### Research Project by Ingmar Schuster, Kashif Rasul, Urs Bergmann

This project aims at probabilistic time series models, which is a general problem setting across many modern internet companies. In other words, we want to be capable of getting a predictive distribution for the value of a time series at future time points from our model. Such solutions are widely applicable to a number of Zalando use cases for example demand and trend forecasting or detecting anomalous behaviour. Probabilistic models also help our stakeholders to better assess the risk associated with any forecast and provide a way to quantify the uncertainty associated especially when predicting far into the future. We currently follow two main approaches, one based on a recurrent neural network, the other on reproducing kernel hilbert space (RKHS) operators.

In the deep learning approach, a long short-term memory (LSTM) architecture is trained to, given past measurements, output parameters for a family of distributions such that observed data at the current time has a high likelihood [2,3]. For future time points, several samples from the predictive distribution are used in order to propagate uncertainty. We use embeddings [1] to encode categorical covariates and develop techniques to model interactions or correlations between different time series.

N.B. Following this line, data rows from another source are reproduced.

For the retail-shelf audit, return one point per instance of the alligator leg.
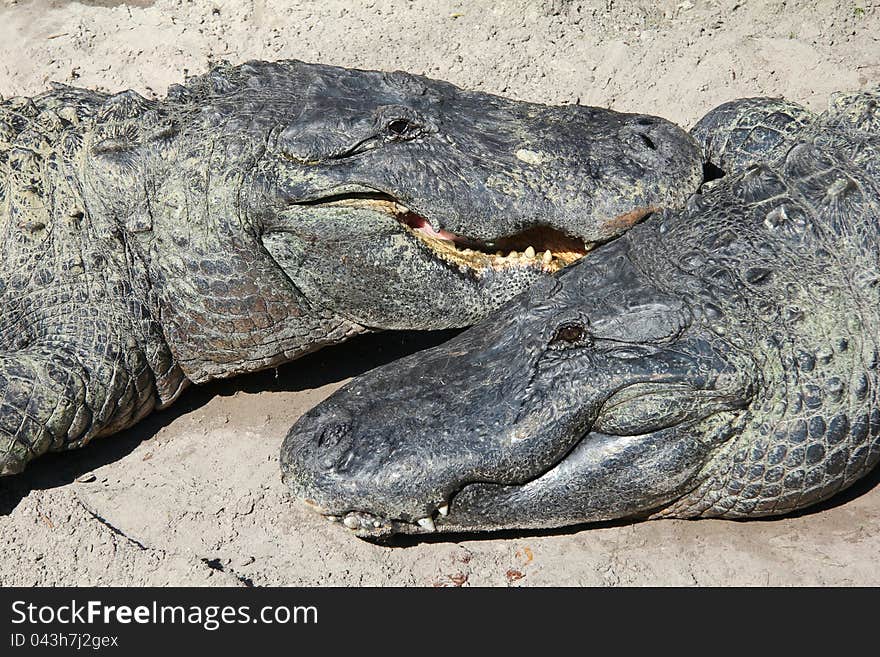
(56, 396)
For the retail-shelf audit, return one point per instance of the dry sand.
(192, 495)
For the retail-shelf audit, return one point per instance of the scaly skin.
(719, 361)
(257, 214)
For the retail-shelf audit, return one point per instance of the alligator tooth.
(427, 523)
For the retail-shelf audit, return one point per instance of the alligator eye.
(569, 334)
(400, 128)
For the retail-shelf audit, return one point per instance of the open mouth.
(543, 247)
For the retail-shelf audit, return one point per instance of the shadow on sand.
(329, 365)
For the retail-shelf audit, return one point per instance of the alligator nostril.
(647, 141)
(331, 434)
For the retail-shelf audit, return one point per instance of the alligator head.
(585, 399)
(398, 201)
(721, 360)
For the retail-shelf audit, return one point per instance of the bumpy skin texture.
(237, 224)
(719, 361)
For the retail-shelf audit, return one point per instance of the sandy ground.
(193, 496)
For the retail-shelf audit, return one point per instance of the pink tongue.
(418, 223)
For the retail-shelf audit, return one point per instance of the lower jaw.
(546, 261)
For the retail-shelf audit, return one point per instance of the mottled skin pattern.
(248, 218)
(718, 361)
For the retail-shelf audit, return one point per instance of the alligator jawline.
(544, 247)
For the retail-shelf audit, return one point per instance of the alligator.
(259, 212)
(719, 360)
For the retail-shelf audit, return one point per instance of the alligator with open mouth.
(262, 211)
(716, 361)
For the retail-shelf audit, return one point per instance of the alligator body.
(262, 211)
(717, 361)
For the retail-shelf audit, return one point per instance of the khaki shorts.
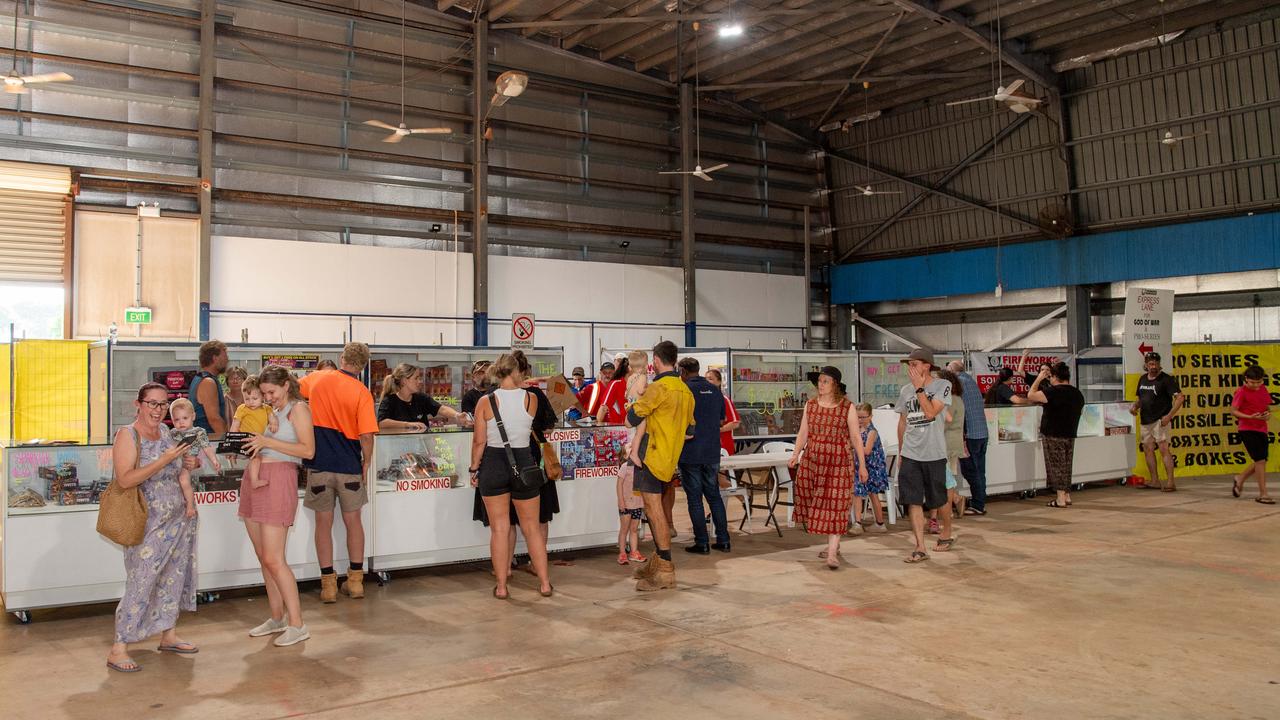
(1155, 433)
(325, 490)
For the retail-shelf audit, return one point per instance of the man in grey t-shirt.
(922, 449)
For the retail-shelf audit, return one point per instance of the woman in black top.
(406, 408)
(1063, 408)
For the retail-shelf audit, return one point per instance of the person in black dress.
(406, 408)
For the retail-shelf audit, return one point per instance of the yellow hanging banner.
(1203, 437)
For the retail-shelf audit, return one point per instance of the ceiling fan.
(16, 83)
(1016, 101)
(699, 171)
(867, 191)
(402, 131)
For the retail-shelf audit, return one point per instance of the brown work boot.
(355, 586)
(645, 569)
(663, 575)
(329, 588)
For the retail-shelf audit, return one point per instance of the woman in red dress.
(824, 451)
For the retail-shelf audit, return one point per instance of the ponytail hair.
(396, 378)
(282, 377)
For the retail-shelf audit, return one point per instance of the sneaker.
(292, 636)
(269, 628)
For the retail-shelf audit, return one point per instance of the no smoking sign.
(522, 331)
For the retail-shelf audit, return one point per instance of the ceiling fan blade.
(48, 77)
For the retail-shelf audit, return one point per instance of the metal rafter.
(1033, 67)
(937, 185)
(592, 31)
(854, 160)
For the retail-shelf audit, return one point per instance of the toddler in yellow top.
(254, 417)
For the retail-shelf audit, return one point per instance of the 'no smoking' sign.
(522, 331)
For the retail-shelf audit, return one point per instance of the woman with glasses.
(160, 572)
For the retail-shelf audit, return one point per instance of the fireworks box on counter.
(62, 478)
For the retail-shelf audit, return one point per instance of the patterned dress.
(824, 484)
(160, 573)
(877, 470)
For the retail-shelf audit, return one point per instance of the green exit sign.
(137, 315)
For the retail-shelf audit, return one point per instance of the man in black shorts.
(922, 449)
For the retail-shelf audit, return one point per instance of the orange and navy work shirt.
(342, 409)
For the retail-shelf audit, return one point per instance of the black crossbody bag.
(522, 478)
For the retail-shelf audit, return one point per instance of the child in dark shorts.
(1252, 409)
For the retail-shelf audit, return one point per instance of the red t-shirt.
(1249, 401)
(730, 417)
(616, 402)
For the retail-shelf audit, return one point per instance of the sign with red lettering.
(416, 484)
(522, 331)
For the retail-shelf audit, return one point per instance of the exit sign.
(137, 315)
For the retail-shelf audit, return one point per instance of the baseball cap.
(923, 355)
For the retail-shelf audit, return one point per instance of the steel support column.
(208, 69)
(480, 186)
(686, 212)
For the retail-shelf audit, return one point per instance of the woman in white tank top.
(492, 472)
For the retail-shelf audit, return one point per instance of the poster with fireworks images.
(594, 454)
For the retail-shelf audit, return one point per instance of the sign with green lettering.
(137, 315)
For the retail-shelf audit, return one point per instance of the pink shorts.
(277, 502)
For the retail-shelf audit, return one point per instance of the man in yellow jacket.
(667, 410)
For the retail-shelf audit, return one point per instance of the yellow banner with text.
(1203, 437)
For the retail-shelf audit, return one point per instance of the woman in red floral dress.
(824, 451)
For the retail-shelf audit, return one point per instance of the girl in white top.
(492, 472)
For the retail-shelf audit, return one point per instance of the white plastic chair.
(734, 490)
(784, 477)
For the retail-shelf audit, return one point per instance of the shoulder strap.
(502, 431)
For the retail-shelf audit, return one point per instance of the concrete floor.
(1133, 604)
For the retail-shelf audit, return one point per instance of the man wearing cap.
(922, 449)
(594, 391)
(1160, 399)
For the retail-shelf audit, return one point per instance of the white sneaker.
(292, 636)
(268, 628)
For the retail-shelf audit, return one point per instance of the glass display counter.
(769, 387)
(53, 555)
(424, 501)
(1015, 459)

The RKHS based approach on the other hand uses recently developed RKHS operator ideas in order to get an estimate of the distribution for the current time, given past measurements. Different from a classical regression task we seek to provide a full estimate over the distribution of the output variable given the input. Nonparametric closed form solutions exist for the operator of interest, which however do not allow to place certain constraints on the obtained solutions. For this reason and to keep model complexity under control, we employ stochastic gradient optimization algorithms. The resulting method captures uncertainty like Gaussian Processes, but unlike these is neither bound to Gaussian distributions for the output nor to real domains or univariate outputs. Also, it is not bound to describe time series models, but can be used for any distribution regression task.

References

[1] Guo, C. & Berkhahn, F. (2016). Entity Embeddings of Categorical Variables https://arxiv.org/abs/1604.06737

[2] Flunkert, V., Salinas, D. & Gasthaus, J. (2017). DeepAR: Probabilistic Forecasting with Autoregressive Recurrent Networks. https://arxiv.org/abs/1704.04110

[3] Zhu, L. & Laptev, N. (2017) Deep and Confident Prediction for Time Series at Uber https://arxiv.org/abs/1709.01907

[4] Klus, S., Schuster, I., & Muandet, K. (2017). Eigendecompositions of transfer operators in reproducing kernel Hilbert spaces. Submitted to Journal of Machine Learning Research. https://arxiv.org/abs/1712.01572

[5] Song, L., Huang, J., Smola, A., & Fukumizu, K. (2009). Hilbert space embeddings of conditional distributions with applications to dynamical systems. In Proceedings of the 26th Annual International Conference on Machine Learning.